Souvenez-vous de Ninive, alors que Jonas, entêté, a averti les gens de cette cité des calamités qui allaient survenir, si toutefois ils ne se repentaient pas. Les gens de Ninive ont non seulement reçu favorablement les avertissements de Dieu via Jonas, mais ils se couvrirent la tête pour exprimer leur honte, une honte qui allait simultanément mener vers la repentance. Le décret de Dieu est tout de même irrévocable et sans appel. Résultat: Ninive fut détruite 40 ans plus tard. Mais le juste intercède auprès des ennemis de Dieu, au lieu de souhaiter leur destruction. Bien entendu, c’est à contrecœur que Jonas se rendit à Ninive, mais au final, et malgré l’entêtement de Jonas, le prophète ne peut faire autrement que d’intercéder pour les pécheurs, pas pour espérer leur destruction. Voilà une leçon pour les prétendants à la prophétie.

 

Maintenant, alors que les élus hébreux sont persécutés et faussement accusés par leurs frères de sang, n’ont-ils pas eux-mêmes intercéder pour leurs frères de sang, comme l’apôtre Paul l’a si bien exprimé aux croyants de Rome, dans sa lettre à leur intention au chapitre 12? Vous avez sans doute compris que je fais référence à la destruction de Jérusalem et de son Temple. À cause des élus, ce temps sera abrégé. Les croyants hébreux furent enlevés de la cité de Jérusalem avant que le Seigneur entre en jugement contre le peuple qui a, non seulement rejeté celui qui fut promis depuis des siècles, voir des millénaires, mais ils ont échangé un innocent (Jésus), pour un meurtrier afin que Jésus soit mis à mort par crucifixion. Encore une fois, le décret de Dieu est irrévocable et sans appel. Le temps était arrêté, fixé à un moment précis que seul lui connaît.

 

CONCLUSION

Ce qui est malheureux, c’est que le christianisme, en général, est à l’opposé de ces bons sentiments contre les ennemis. D’abord, on refuse de croire que ces événements se soient déjà produits. On espère que ces prophéties soient à venir. Pourtant, il n’y a aucune espèce d’indication que nous soyons concernés d’une manière ou d’une autre. Plus que cela: on souhaite le retour de Christ pour qu’il nous venge des méchant. On s’isole et on se distingue comme le petit reste privilégié et persécuté. On soupire après la venue de Christ.
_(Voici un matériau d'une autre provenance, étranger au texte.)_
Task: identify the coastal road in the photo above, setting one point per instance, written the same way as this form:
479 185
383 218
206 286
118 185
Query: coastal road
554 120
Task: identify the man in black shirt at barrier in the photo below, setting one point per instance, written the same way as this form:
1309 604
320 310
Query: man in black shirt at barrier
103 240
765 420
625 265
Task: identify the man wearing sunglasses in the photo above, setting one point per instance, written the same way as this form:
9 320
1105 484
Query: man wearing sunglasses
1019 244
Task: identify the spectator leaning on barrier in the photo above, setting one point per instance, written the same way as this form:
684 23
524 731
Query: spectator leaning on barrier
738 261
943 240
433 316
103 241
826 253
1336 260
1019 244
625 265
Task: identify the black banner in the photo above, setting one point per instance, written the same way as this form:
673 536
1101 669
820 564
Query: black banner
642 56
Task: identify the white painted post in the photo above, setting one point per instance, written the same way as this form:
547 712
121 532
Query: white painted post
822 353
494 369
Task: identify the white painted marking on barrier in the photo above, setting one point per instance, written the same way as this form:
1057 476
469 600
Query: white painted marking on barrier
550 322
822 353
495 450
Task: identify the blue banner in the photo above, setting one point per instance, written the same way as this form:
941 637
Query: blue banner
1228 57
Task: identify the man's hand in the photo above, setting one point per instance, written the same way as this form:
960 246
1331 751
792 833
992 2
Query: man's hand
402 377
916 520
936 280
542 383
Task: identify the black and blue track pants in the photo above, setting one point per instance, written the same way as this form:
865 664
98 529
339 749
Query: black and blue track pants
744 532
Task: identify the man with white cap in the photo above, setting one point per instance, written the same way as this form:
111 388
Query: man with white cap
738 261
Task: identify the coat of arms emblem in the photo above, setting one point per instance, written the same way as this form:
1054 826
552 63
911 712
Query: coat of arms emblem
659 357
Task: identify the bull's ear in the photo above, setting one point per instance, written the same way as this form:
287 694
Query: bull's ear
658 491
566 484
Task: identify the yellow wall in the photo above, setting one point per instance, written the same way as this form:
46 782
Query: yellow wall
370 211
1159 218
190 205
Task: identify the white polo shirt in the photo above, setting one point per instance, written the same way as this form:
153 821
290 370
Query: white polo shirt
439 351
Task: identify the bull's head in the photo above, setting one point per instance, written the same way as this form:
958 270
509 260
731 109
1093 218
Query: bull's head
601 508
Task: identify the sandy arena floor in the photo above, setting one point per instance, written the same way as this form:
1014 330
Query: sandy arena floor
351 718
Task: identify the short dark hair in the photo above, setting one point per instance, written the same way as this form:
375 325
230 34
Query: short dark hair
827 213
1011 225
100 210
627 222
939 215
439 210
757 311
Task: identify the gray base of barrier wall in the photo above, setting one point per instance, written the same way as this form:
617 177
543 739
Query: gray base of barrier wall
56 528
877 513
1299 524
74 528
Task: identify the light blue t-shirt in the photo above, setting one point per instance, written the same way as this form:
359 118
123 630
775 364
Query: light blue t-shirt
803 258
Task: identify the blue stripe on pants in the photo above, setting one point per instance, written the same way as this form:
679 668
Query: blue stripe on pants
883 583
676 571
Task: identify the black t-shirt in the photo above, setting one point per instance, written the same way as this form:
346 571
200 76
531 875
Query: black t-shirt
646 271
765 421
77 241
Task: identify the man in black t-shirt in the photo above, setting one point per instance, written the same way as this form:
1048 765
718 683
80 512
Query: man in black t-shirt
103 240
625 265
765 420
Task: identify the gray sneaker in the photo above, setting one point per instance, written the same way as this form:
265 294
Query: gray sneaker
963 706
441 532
On évangélise les gens en leur disant qu’ils doivent accepter Jésus dans leur cœur pour éviter sa colère et on dit aux croyants d’être prêts, afin de ne pas manquer l’enlèvement. Toute cette manipulation est orchestrée par la peur et la culpabilité. Mais le décret de Dieu n’est pas de notre ressort. Encore moins les accomplissements prophétiques qui, faut-il le rappeler, se sont déjà produits.

 

Notre espérance n’est plus à venir, elle est déjà présente.